Es increíble pero ella dice la verdad.

- Ella ataco la base de los liberales y en ese ataque murió Jet – aseguro Suki – ella lo mato, o al menos su ejército.

- No, yo lo mate – interrumpió Mai-

Mentira

Otro silencio extraño. Azula giro su cabeza y miro extrañada a Mai.

- ¿Tú no lo mataste?

- Bueno…fui casi yo – respondió Mai enfadada- ciertamente lo hizo mi mascota, yo no le dije explícitamente que lo matara, no es como si realmente me hubiera importado.

Ella misma no lo creía, pero de verdad extrañaba a su pequeño Koh.

- Ni siquiera les importa la vida de los demás – reclamo Suki- es suficiente, no confió en ustedes, quien sabe que otros trucos sucios tengan. ¿O me pueden decir que no ocultan nada?

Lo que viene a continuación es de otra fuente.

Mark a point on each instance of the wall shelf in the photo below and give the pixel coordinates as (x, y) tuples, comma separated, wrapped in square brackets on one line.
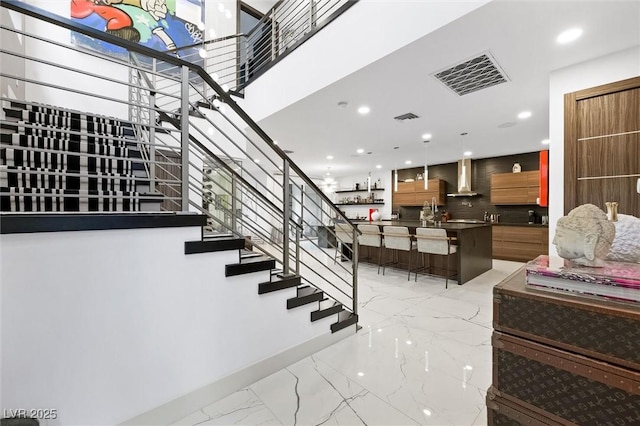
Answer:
[(359, 204), (357, 190)]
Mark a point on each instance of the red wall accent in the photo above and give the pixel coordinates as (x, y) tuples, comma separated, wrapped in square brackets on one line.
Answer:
[(544, 178)]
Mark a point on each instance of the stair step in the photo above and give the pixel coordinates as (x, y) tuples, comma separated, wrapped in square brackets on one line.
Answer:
[(251, 264), (88, 144), (345, 319), (36, 177), (279, 283), (208, 246), (305, 296), (246, 254), (327, 308), (56, 200)]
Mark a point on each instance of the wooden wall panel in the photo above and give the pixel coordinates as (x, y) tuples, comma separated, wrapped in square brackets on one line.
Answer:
[(611, 156), (609, 114), (622, 190), (602, 139)]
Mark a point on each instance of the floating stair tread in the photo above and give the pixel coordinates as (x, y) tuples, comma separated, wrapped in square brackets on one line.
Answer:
[(327, 308), (305, 296), (345, 319), (87, 144), (213, 245), (249, 265), (279, 283)]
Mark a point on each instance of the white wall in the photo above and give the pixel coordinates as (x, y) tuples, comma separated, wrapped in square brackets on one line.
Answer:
[(607, 69), (105, 325), (357, 38)]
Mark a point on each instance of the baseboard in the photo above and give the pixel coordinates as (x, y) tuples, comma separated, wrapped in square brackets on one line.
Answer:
[(181, 407)]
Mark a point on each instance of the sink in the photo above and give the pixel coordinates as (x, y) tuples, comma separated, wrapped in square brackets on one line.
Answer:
[(466, 221)]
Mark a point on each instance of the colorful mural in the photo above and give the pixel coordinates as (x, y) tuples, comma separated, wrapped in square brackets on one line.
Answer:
[(159, 24)]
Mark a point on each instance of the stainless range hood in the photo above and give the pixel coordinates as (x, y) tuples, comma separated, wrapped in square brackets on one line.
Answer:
[(464, 180)]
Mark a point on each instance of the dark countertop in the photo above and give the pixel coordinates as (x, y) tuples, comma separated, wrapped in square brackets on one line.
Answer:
[(418, 224), (534, 225)]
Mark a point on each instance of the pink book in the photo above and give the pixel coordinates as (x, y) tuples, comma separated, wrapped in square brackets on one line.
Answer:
[(617, 280)]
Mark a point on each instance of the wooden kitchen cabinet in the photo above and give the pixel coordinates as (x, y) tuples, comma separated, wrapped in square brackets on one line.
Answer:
[(515, 188), (414, 194), (519, 243)]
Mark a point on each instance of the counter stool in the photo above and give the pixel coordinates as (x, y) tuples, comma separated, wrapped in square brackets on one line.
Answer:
[(398, 238), (371, 237), (435, 241), (344, 235)]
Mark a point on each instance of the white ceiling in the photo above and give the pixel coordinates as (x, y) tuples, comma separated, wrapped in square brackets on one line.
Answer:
[(521, 37)]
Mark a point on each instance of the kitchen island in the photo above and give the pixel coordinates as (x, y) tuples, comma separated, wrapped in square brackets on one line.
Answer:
[(472, 258)]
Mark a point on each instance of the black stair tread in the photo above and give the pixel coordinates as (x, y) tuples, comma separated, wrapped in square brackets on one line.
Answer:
[(249, 265), (208, 246), (326, 308), (345, 319), (247, 254), (279, 283), (305, 295), (83, 173)]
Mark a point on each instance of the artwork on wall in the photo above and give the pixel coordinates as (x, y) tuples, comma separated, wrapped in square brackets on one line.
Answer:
[(159, 24)]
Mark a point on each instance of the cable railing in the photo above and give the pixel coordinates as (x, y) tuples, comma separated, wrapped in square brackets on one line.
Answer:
[(234, 60), (199, 150)]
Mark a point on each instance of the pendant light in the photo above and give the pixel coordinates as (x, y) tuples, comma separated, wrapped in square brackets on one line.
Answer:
[(463, 172), (426, 167)]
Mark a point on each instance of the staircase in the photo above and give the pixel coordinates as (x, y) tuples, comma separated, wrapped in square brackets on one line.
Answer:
[(249, 262), (55, 160)]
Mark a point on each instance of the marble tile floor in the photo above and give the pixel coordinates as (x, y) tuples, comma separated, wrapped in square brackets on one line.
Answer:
[(422, 357)]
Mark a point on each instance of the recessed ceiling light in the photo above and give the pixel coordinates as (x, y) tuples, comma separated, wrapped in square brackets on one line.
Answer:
[(569, 35)]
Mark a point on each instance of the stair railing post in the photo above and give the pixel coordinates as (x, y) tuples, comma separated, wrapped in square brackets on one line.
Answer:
[(184, 139), (355, 254), (234, 203), (286, 219), (152, 129), (312, 14), (274, 36)]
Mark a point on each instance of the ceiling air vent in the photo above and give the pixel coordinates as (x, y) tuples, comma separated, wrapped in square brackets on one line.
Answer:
[(407, 116), (471, 75)]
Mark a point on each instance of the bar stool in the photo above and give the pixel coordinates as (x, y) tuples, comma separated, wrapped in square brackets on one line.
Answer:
[(435, 241), (344, 235), (398, 238), (371, 237)]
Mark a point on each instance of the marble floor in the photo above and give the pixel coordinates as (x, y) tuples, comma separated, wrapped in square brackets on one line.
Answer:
[(422, 357)]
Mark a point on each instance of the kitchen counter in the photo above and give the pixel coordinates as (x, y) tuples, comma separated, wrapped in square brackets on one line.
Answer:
[(533, 225), (473, 240)]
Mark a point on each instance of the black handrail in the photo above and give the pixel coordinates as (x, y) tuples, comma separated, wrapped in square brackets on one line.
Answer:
[(35, 12)]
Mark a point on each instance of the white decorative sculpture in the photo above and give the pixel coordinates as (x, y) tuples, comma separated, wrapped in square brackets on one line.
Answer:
[(626, 244), (584, 236)]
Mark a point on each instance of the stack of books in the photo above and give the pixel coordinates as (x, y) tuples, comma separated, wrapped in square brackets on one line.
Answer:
[(614, 280)]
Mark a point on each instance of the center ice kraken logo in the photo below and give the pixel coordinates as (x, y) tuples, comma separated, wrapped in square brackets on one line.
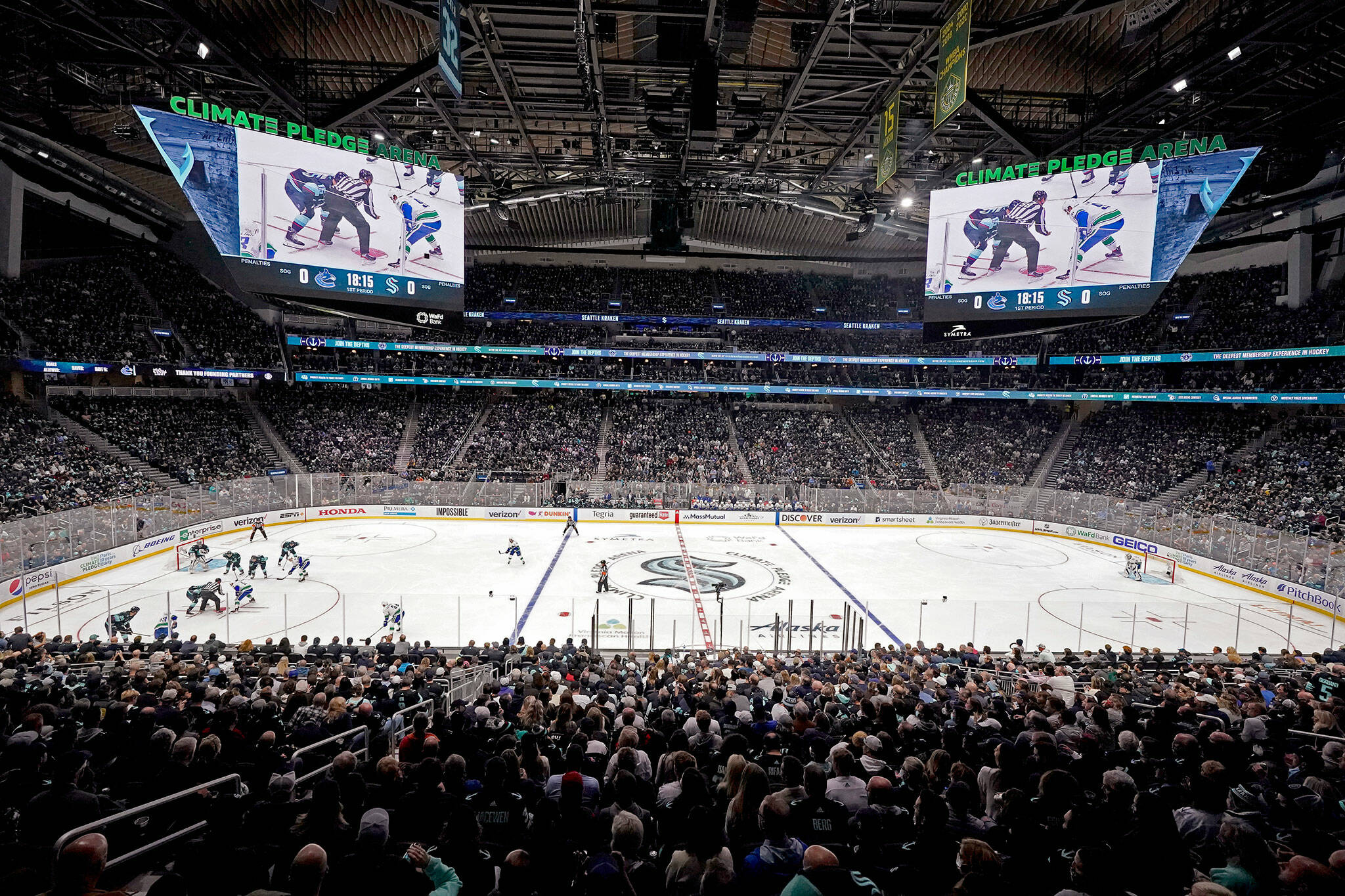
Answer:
[(649, 574), (670, 572)]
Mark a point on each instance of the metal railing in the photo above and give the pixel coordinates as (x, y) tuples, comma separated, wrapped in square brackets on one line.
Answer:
[(74, 833)]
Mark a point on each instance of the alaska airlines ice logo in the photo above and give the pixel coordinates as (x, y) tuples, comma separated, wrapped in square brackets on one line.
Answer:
[(670, 572)]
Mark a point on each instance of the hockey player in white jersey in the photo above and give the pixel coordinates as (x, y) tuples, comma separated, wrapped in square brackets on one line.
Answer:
[(393, 616)]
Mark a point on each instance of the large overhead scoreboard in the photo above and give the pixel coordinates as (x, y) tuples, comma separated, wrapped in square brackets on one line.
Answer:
[(1048, 244), (337, 221)]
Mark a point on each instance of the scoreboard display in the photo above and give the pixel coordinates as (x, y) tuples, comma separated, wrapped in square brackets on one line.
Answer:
[(357, 232), (1032, 253)]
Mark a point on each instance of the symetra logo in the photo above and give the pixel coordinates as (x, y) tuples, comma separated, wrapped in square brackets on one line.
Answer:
[(1134, 544)]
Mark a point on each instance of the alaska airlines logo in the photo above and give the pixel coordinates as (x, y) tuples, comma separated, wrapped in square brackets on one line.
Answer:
[(670, 572)]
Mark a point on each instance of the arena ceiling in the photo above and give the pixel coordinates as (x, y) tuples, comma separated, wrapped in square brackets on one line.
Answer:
[(575, 112)]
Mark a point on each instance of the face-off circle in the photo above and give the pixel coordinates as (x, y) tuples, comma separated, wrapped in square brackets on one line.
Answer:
[(663, 574)]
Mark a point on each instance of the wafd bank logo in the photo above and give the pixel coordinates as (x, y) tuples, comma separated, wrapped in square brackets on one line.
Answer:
[(648, 574)]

- No, no podemos decirlo; pero no creo que nadie pueda – respondió la chica un poco más seria-

Verdad.

- Aun guardan secretos sobre la guerra y sobre la familia real, secretos que pueden definir la vida o muerte de muchos pueblos - acuso Suki-

Ty lee bajo la mirada.

- Si – respondió Mai - ¿Sobre qué más se pueden guardar secretos?

- Entonces si sabes más sobre mi madre –dijo Zuko a modo de reclamo-

- No es el momento

Verdad

- No puedes solo decir eso y esperar que lo acepte.

- No es el momento – regaño Suki – esto es una guerra, los asuntos personales deben esperar.

- ¿Y no era personal lo de Jet? – interrumpió Azula-

Otro silencio incomodo.

En el castillo en el centro de la ciudad también se estaban tratando de tomar decisiones.

- ¿Cómo que nos iremos de aquí? – pregunto Sokka sorprendido-

- Se los dije en el polo norte, Atl quiere que vayamos a otro lugar, uno que está muy lejos de aquí – dijo la princesa mientras miraba por la ventana melancólicamente-

- ¿Y qué hay de la guerra? – dijo Katara - ¿Qué hay de derrotar a la familia real? ¿de liberar a los pueblos?

- No nos otorgaron poder para esto – respondió Yue con tono cortante, extrañamente enojada, más firme, segura de sus palabras y de su autoridad- este poder era para proteger a nuestro pueblo y este no es nuestro pueblo.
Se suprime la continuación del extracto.